The Delhi High Court has reiterated that the computer related inventions demonstrating ‘technical effect’ or ‘technical contribution’ are patentable even though it may be based on a computer program. In this case Ferid Allani filed a patent application seeking grant of a patent for his invention titled “a method and device for accessing information sources and services on the web”. There were various claims and among them Claim 9 sought protection for a corresponding device claim written in means plus function format. The claimed invention achieves this objective in a manner that is quicker and easier to use than methods known at the time of invention.

Court in this case explained the legal position of “per se” under Section 3(k) and compared the provision with Article 52 of EPC. Court stated the importance of computer program in today’s inventions especially inventions related to Artificial Intelligence, Blockchain and other digital products. Further Court stated that Patent applications in these fields would have to be examined to see if they result in a ‘technical contribution’.

Mobile app Patent in India

OLA (ANI Technologies) has filed a patent application in India numbered 201741047370 claiming a method and a system for providing in-vehicle services to commuters. A first device transmits online and offline applications to a second device. The online and offline applications are rendered on the second device by way of a first master application installed on the second device. The first device receives one of a first or second request from the second device indicating a selection of an online or offline application, respectively. The first device retrieves one of a first multimedia file from a first memory of the first device in response to the first request or a second multimedia file from a first server in response to the second request. The first device streams one of the first or second multimedia file to the second device.

First Examination report was issued by the Indian Patent office for this patent application on November 23, 2020. Surprisingly, there is no objection under Section 3 (k) of the Indian Patent Act may be due to Delhi High Court’s decision on Ferid Allani v. Union of India, WP(C) 7 of 2014 on December 12, 2019. This encourages the mobile app developers in filing of patents in India.

Conclusion

Mobile apps have become the sole mode or part of business majorly in this rapidly evolving world of technology. The team should be working tight-knit so that the information is not disclosed to the wrong users which can jeopardize the business. The IP specialist should thoroughly explain the app so that strong protection is granted to the App.

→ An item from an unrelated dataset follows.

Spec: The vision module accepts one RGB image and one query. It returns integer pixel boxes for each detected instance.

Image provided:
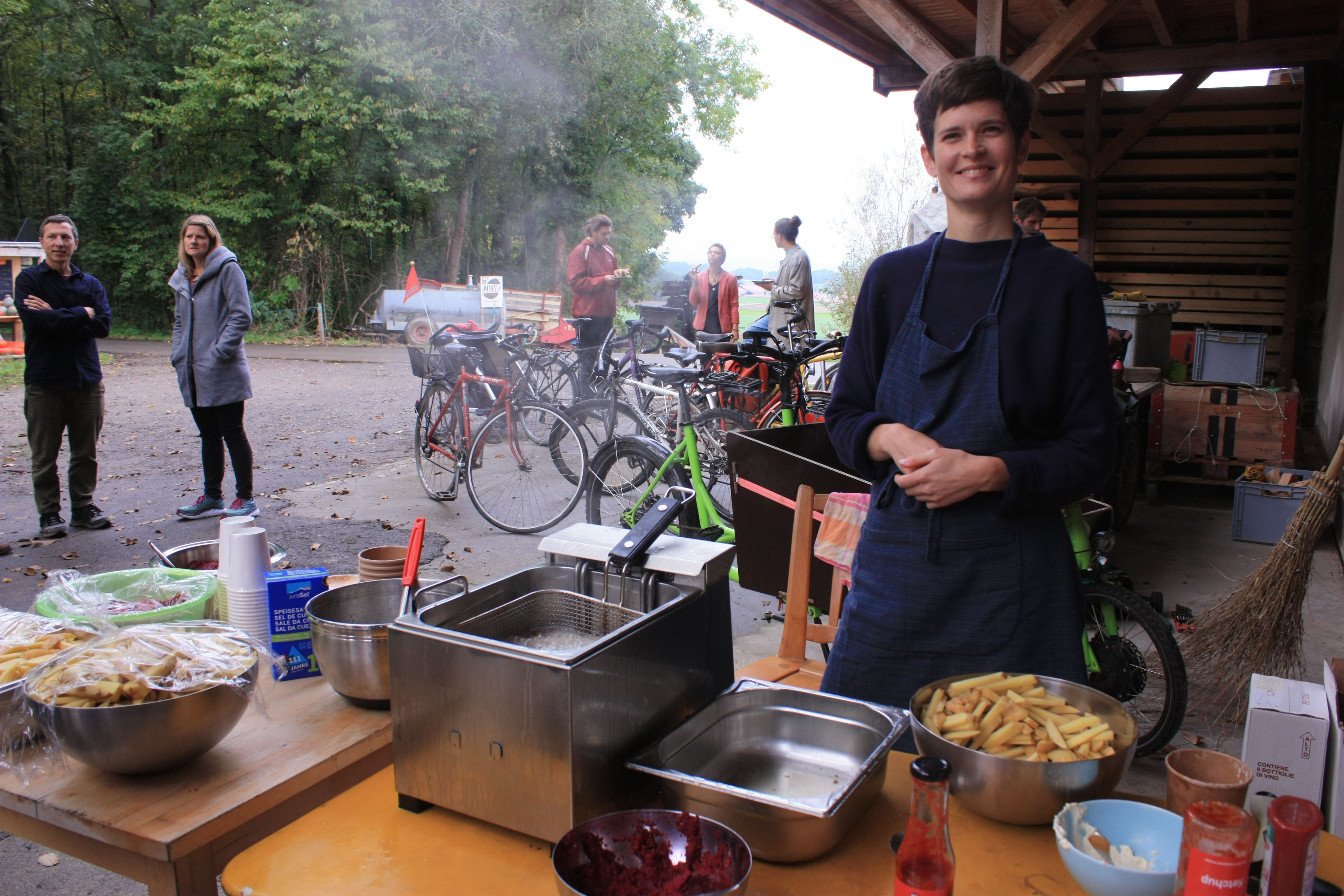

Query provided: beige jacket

In some cases, the mobile application is just a part of the business, whereas in other cases the business itself is the mobile application (for example, OLA and Uber). Thus, intellectual property protection is needed for each mobile app in order to enjoy maximum benefits from the mobile application without worrying about competitors who may duplicate the mobile application technology. This will allow the mobile application developers complete authority over their IP assets.